Comparing Drug Benefit to Overall Harm Using a Concept of Demonstrated Insusceptibility to Treatment

Date

May 12, 2025

Time

12:00pm – 1:00pm

Location

700 – 828 W. 10 Ave., VGH Research Pavilion

Presenter

Colin Dormuth

Details

In larger randomized clinical trials, such as Phase III and Phase IV trials, data on adverse events is collected to determine if a purported benefit of a treatment outweighs the risk of the treatment in the intended population. However, a sample size is typically selected which is too small to rule out an increase in serious harms.  Benefit is thus compared to harm using a hypothesis test for the beneficial outcome, versus an underpowered, sometimes informal assessment of possible treatment harm. 

Learning Objectives:

  • Explain how large randomized clinical trials (RCT) are currently failing in their purpose of determining if there is evidence for treatment benefit which outweighs evidence for possible harm
  • Propose a method of analysis of demonstrated insusceptibility to treatment which might better serve this purpose

Colin Dormuth, ScD

Associate Professor
Faculty of Medicine – University of British Columbia
Dept of Anesthesiology, Pharmacology & Therapeutics
Co-Managing Director, Therapeutics Initiative
BC Lead, Canadian Network for Observational Drug Effect Studies (CNODES)

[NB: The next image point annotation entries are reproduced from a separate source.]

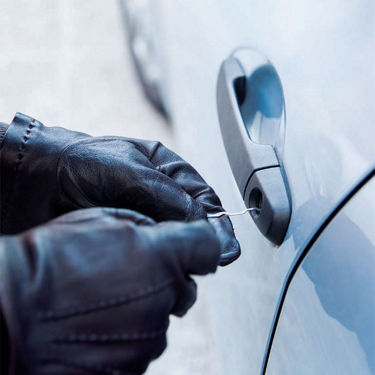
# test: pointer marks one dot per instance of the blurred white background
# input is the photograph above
(66, 63)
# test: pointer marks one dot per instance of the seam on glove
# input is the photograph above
(108, 338)
(104, 304)
(18, 162)
(91, 369)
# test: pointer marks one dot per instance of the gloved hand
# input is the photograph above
(91, 291)
(50, 171)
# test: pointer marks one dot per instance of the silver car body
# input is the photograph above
(324, 55)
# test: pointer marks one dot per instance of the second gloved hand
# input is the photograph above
(49, 171)
(91, 292)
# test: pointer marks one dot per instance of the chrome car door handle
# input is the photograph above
(250, 106)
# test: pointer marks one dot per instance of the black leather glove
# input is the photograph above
(91, 291)
(49, 171)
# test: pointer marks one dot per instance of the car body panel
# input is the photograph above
(327, 321)
(323, 53)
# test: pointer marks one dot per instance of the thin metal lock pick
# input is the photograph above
(226, 213)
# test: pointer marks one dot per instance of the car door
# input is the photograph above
(325, 321)
(322, 53)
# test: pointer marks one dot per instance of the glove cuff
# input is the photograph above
(28, 188)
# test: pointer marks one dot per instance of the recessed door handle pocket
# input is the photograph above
(250, 105)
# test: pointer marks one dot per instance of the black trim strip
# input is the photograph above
(297, 264)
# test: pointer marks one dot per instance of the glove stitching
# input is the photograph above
(104, 304)
(108, 338)
(18, 162)
(86, 367)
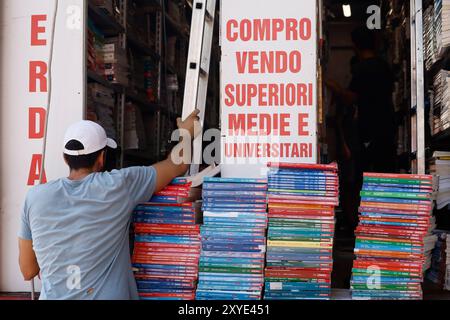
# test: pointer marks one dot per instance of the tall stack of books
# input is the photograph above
(441, 102)
(392, 238)
(439, 273)
(233, 239)
(302, 200)
(440, 169)
(167, 243)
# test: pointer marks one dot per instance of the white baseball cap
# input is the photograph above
(91, 135)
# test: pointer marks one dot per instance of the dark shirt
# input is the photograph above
(373, 83)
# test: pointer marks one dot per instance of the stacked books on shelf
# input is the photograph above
(429, 36)
(134, 129)
(95, 42)
(393, 238)
(302, 200)
(442, 25)
(115, 60)
(439, 273)
(441, 102)
(436, 31)
(100, 107)
(167, 243)
(440, 169)
(233, 239)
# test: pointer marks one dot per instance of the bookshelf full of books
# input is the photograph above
(136, 65)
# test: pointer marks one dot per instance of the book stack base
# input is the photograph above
(167, 246)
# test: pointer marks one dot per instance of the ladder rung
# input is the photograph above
(208, 16)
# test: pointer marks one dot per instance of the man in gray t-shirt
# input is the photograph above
(74, 231)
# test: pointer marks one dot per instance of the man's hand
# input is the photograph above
(167, 170)
(191, 124)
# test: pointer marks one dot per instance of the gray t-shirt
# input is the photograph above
(80, 233)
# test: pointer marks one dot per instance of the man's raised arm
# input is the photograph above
(169, 169)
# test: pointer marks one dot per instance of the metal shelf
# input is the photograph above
(144, 105)
(142, 47)
(99, 79)
(104, 21)
(442, 63)
(182, 30)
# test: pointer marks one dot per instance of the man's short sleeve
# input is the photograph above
(25, 230)
(141, 182)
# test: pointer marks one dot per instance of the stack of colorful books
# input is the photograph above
(392, 236)
(302, 200)
(167, 244)
(233, 238)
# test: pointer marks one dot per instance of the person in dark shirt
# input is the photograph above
(365, 120)
(371, 91)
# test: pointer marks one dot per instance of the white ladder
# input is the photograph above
(197, 70)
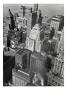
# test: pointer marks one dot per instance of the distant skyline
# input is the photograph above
(47, 9)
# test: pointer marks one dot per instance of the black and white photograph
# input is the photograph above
(33, 45)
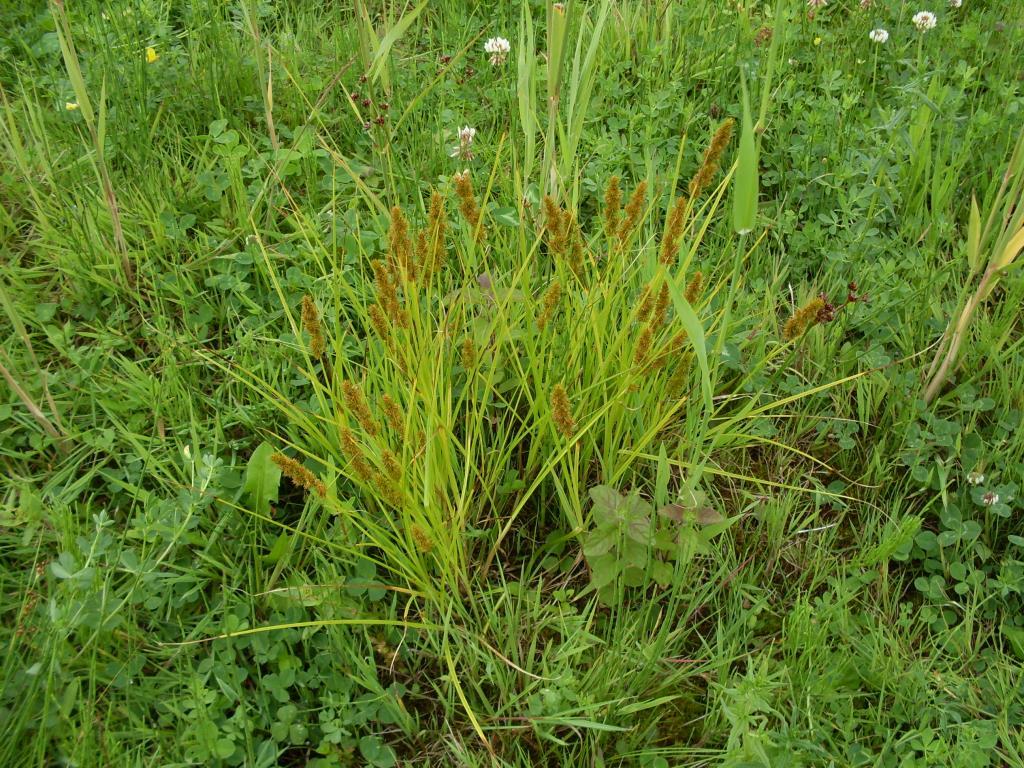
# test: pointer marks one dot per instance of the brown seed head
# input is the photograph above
(673, 231)
(357, 408)
(805, 317)
(561, 412)
(694, 288)
(713, 156)
(350, 448)
(549, 304)
(392, 414)
(468, 206)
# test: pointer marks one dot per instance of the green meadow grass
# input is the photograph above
(673, 418)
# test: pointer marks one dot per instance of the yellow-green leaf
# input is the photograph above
(974, 238)
(744, 197)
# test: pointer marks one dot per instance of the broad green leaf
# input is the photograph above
(1013, 249)
(262, 479)
(1015, 636)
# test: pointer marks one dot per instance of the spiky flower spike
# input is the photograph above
(660, 306)
(694, 289)
(634, 209)
(561, 412)
(612, 207)
(468, 206)
(392, 414)
(387, 292)
(803, 318)
(350, 448)
(713, 156)
(399, 247)
(310, 322)
(574, 255)
(673, 231)
(356, 404)
(468, 353)
(299, 474)
(379, 322)
(549, 304)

Dr. Colin Dormuth joined the Faculty of Medicine at the University of British Columbia in 2007. He is currently an Associate Professor in the Department of Anesthesiology, Pharmacology & Therapeutics, and Co-Director of the Therapeutics Initiative at UBC. Previously, he served as Chair for the Pharmacoepidemiology Group at the Therapeutics Initiative (2006 to 2019). Dr. Dormuth has also been co-principal investigator for the British Columbia site of the Canadian Network for Observational Drug Effect Studies (DSEN-CNODES) since 2011. Within CNODES, he has participated as the BC Site Liaison for multiple studies, served as Project Lead on the CNODES Training Team, and has been an active participant in the CNODES Methods Team. Dr. Dormuth has over 25 years of experience using administrative health care databases to evaluate drug safety, pharmaceutical policy changes and physician prescribing behaviour. He has training in epidemiology, economic theory, applied econometrics, health services outcome research, and biostatistics. Dr. Dormuth holds Sc.D. and S.M. degrees in epidemiology from Harvard University, an M.A. in economics from the University of Victoria, and a B.A. in economics from the University of Manitoba.